Jenny was glad to have finally found a reason for being. She'd had trouble finding any reason but was actively searching. Her lack of interest in just about everything had isolated her. She was always on the periphery of conversations at her school, simulating interest and nodding and pretending to laugh or gasp at the right times but never truly engaging. She was no one's best friend or worst enemy. She was just Jenny. 'Oh, it's just Jenny', people said. Even her mother said it. Just Jenny, someone adults kept alive and healthy to see what might become of her. Well, she had decided what she was going to become and, my oh my, what she became.

Despite her persistence, Jenny's online forum contributions and Facebook posts always went unacknowledged. That is until Aarzam from Luton (a place in England) started responding to her because she responded to him. He kept going on about God and justice and all this stuff and Jenny asked him what he was talking about. What followed was a correspondence that lasted for months. Jenny didn't really care what they were talking about, the important thing was that they were talking. Jenny never had a point of view on anything so she consciously decided to adopt Aarzam's point of view on everything. Not everyone agreed with Aarzam, in fact some people thought he was crazy or evil, but he got people's attention and attention was something Jenny craved.

Anyhoo, as the girl in question would put it herself, this all led to Jenny being stopped at the airport and asked to step into a back room to answer some questions. She told them, flatly (everything she said came out flatly) that her destination was Syria and that she was joining her boyfriend.
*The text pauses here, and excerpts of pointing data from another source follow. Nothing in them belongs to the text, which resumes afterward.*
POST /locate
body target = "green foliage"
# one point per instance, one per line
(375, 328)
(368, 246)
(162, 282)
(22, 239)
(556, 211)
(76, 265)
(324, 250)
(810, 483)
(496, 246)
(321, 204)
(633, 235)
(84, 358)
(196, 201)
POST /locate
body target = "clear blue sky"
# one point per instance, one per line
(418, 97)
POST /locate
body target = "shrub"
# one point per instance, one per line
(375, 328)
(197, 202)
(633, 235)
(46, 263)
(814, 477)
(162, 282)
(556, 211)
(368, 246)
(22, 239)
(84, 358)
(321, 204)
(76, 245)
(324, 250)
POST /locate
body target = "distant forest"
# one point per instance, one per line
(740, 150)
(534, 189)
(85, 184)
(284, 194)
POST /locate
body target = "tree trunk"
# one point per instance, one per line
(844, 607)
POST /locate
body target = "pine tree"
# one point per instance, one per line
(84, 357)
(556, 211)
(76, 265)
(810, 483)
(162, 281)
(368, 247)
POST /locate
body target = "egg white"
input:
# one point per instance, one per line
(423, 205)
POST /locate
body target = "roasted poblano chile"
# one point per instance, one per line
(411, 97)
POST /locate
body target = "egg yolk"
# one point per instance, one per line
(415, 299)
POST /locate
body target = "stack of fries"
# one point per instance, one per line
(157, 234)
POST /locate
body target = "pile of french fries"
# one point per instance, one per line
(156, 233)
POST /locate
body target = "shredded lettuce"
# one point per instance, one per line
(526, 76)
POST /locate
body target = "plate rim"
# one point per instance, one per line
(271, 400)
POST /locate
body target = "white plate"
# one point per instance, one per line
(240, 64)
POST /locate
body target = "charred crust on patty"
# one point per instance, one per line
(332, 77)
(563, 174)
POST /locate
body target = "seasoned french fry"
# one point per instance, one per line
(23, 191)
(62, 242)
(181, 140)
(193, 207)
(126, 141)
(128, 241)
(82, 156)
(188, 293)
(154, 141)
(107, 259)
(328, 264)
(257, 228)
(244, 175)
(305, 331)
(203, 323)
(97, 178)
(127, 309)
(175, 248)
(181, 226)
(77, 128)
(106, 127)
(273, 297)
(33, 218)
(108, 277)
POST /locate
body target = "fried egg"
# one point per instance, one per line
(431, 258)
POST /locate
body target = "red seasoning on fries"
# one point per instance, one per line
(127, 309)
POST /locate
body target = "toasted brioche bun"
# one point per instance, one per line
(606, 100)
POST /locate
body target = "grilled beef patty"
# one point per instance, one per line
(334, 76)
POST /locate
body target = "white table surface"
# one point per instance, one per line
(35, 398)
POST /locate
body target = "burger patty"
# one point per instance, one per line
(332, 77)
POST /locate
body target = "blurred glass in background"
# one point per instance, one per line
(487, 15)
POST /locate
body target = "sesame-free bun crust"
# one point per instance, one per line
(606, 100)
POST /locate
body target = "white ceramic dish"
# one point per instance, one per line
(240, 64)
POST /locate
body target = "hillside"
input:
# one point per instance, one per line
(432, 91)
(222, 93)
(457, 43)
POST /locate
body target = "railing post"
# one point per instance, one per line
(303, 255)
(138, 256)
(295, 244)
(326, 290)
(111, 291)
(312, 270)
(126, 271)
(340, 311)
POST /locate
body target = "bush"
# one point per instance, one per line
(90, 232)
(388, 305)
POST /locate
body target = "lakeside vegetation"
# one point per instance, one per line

The airport security were nonplussed by this strange girl in a homemade burka fashioned from a bed sheet dyed black. Things became even more confusing when they asked Jenny where she was from. South County Dublin was the answer but her accent was clearly United States. She told them her 'mom' spoke like that too. She was asked if her 'mom' was American. 'I don't think so', Jenny said. They asked Jenny if she had ever been to the United States. Jenny said she hadn't. They asked Jenny why she had an American accent. Jenny wasn't aware that she had an American accent and said it might be because she 'watched a lot of shows'.

So, like, anyways, things turned into a really big deal. Aarzam had been seen in a viral where a non-unionised freelance journalist got beheaded. Jenny became the opposite of famous, infamous, for a while but then she just became famous when she renounced her newfound beliefs and ran a mini-marathon in aid of something, she wasn't quite sure what. This was all on the advice of an agent Jenny's mother employed. 'We're going to need someone to handle this Goddamn fucking shit storm', was Jenny's mother's reasoning.

The newspapers and the TV went crazy and spoke to the other kids in Jenny's school and they said that she always seemed like she was keeping secrets. Jenny didn't know they thought that about her. It was kind of cool. Better than boring. Jenny went from being 'Just Jenny' to 'Jihad Jenny' in the space of a few days. Some professor guy called Schlemp wanted to talk to her for a book he was writing called 'Online Anomie International: Islamic Extremism and the Search for Likes'. They were going to make a movie too with Saoirse Ronan acting as Jenny. 'She's OK I guess, she's kind of old though', Jenny told Ryan Tubridy on The Late Late Show. Ryan asked Jenny if she'd lift her burka and give the audience a peek at her pretty face. Jenny did. There was a big round of applause and then Ryan gave everyone a hamper of beauty products.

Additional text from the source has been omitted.